Children, teachers and parents are protesting against the opening up policy and have expressed their anger and sarcasm on Twitter. One wrote: “What is the point of the RKI if even our Ministers of Culture don’t follow its recommendations? School opening without an AHA rule is not merely a case of negligence. It borders on intentional infection.” Others call the ministers of culture “the supreme Corona deniers” and warn: “Do not then say anybody, we could have known the consequences!”
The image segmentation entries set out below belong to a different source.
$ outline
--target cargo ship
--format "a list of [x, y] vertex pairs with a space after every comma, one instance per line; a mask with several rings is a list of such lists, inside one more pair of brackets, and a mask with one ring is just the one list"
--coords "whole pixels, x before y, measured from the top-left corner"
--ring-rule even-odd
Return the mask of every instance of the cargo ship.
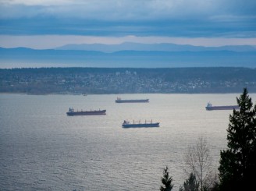
[[211, 103], [208, 103], [205, 107], [206, 110], [233, 110], [239, 109], [239, 105], [222, 105], [222, 106], [212, 106]]
[[145, 103], [148, 102], [149, 99], [144, 100], [122, 100], [120, 97], [117, 97], [116, 103]]
[[134, 122], [133, 123], [130, 123], [129, 121], [126, 121], [124, 120], [122, 126], [124, 128], [127, 128], [127, 127], [158, 127], [159, 126], [159, 122], [152, 122], [152, 120], [150, 122], [147, 122], [147, 121], [145, 121], [144, 123], [140, 123], [140, 120], [139, 122]]
[[69, 108], [69, 111], [66, 112], [66, 115], [69, 116], [74, 115], [106, 115], [106, 110], [91, 110], [91, 111], [75, 111], [73, 108]]

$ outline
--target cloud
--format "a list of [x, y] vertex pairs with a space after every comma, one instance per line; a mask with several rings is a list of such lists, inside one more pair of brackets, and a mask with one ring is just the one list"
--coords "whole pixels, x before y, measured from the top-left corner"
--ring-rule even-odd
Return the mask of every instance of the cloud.
[[256, 36], [256, 1], [0, 0], [0, 34]]

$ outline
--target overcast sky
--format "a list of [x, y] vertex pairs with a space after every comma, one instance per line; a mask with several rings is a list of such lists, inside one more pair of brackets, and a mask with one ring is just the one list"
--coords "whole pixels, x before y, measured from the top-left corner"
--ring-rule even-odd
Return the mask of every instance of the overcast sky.
[[255, 0], [0, 0], [0, 46], [256, 45]]

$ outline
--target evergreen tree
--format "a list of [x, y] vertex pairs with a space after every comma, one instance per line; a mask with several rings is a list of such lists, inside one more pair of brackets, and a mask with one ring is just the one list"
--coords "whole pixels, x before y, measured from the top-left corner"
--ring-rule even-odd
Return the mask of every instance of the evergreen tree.
[[179, 191], [198, 191], [199, 182], [197, 181], [196, 176], [191, 173], [190, 178], [183, 183], [183, 188], [180, 187]]
[[161, 181], [163, 186], [161, 186], [160, 191], [171, 191], [173, 185], [172, 184], [172, 177], [169, 177], [168, 167], [166, 167], [162, 172], [163, 177]]
[[240, 110], [229, 115], [228, 148], [220, 153], [221, 190], [255, 189], [256, 105], [253, 107], [246, 88], [236, 100]]

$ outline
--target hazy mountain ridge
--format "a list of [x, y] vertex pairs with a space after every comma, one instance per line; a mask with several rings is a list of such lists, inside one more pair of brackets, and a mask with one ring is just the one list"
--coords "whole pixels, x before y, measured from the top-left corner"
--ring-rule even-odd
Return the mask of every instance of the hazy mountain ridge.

More than 20 teachers have taken legal action against being forced to attend classes. A number of teachers had already undertaken legal complaints in April and May, but in vain. Now the Education Ministry in Schleswig-Holstein has gone so far as to appeal against a ruling. The Administrative Court in Schleswig had ruled in the case of a teacher suffering from lung disease that she should not be forced to attend classes for the time being. The Education Ministry has appealed against the judgment.
An open letter to the mayors of Hamburg, Peter Tschentscher (SPD) and Katharina Fegebank (Greens), as well as the senators for schools and social affairs, Ties Rabe and Melanie Leonhard (both SPD), was signed by more than 800 parents on the first day of reopened schools. The letter opposes the policy, arguing that “a safe and orderly start of school is not possible.” The parents write that they are naturally concerned about the welfare of children and their socio-psychological development. “But the welfare of the child is not possible without health protection.” They demand “urgent improvements to the concept presented!”
It is false, however, to expect the SPD and the Greens, who govern in the city-state of Hamburg, to take such proposals seriously. Hamburg’s school senator Ties Rabe, for example, never tires of repeating his claim that coronavirus is “safer for children and young people than flu.” Against all evidence to the contrary, Rabe declares in a school-start video that children are “not as much at risk as adults.”
The Left Party, which governs in Thuringia, Berlin and Bremen, and the teachers’ union GEW, also cannot be trusted. They are all ruthlessly pushing ahead with the opening of schools because they put the interests of the economy above the life and health of the working population. It is the same politicians who agreed to pump hundreds of billions and trillions of euros of “pandemic emergency aid” into the vaults of banks and corporations.
The World Socialist Web Site, the Socialist Equality Party and its sister parties across the world reject this dangerous experiment. We call on young people, as well as teachers, educators and parents, to take action and fight against it.
In a statement published on July 6 on the WSWS, the Socialist Equality Party (SEP) in the US calls for a “nationwide general strike against the reopening of schools.” In order to organize and make such a movement successful, teachers have to “build independent action committees,” “unite with other sections of the working class” and take up a struggle for the transformation of society according to socialist principles.
“All the rights of the working class, even the right to life, depend upon the expropriation of the ruling class and the reorganization of economic life on the basis of social need, not private profit” the SEP writes and continues, “The only way to halt the reopening of schools, stop the spread of the pandemic and prevent millions more infections and deaths is through the mass mobilization of the working class in a revolutionary struggle against the source of all suffering wrought by the pandemic, the capitalist system.”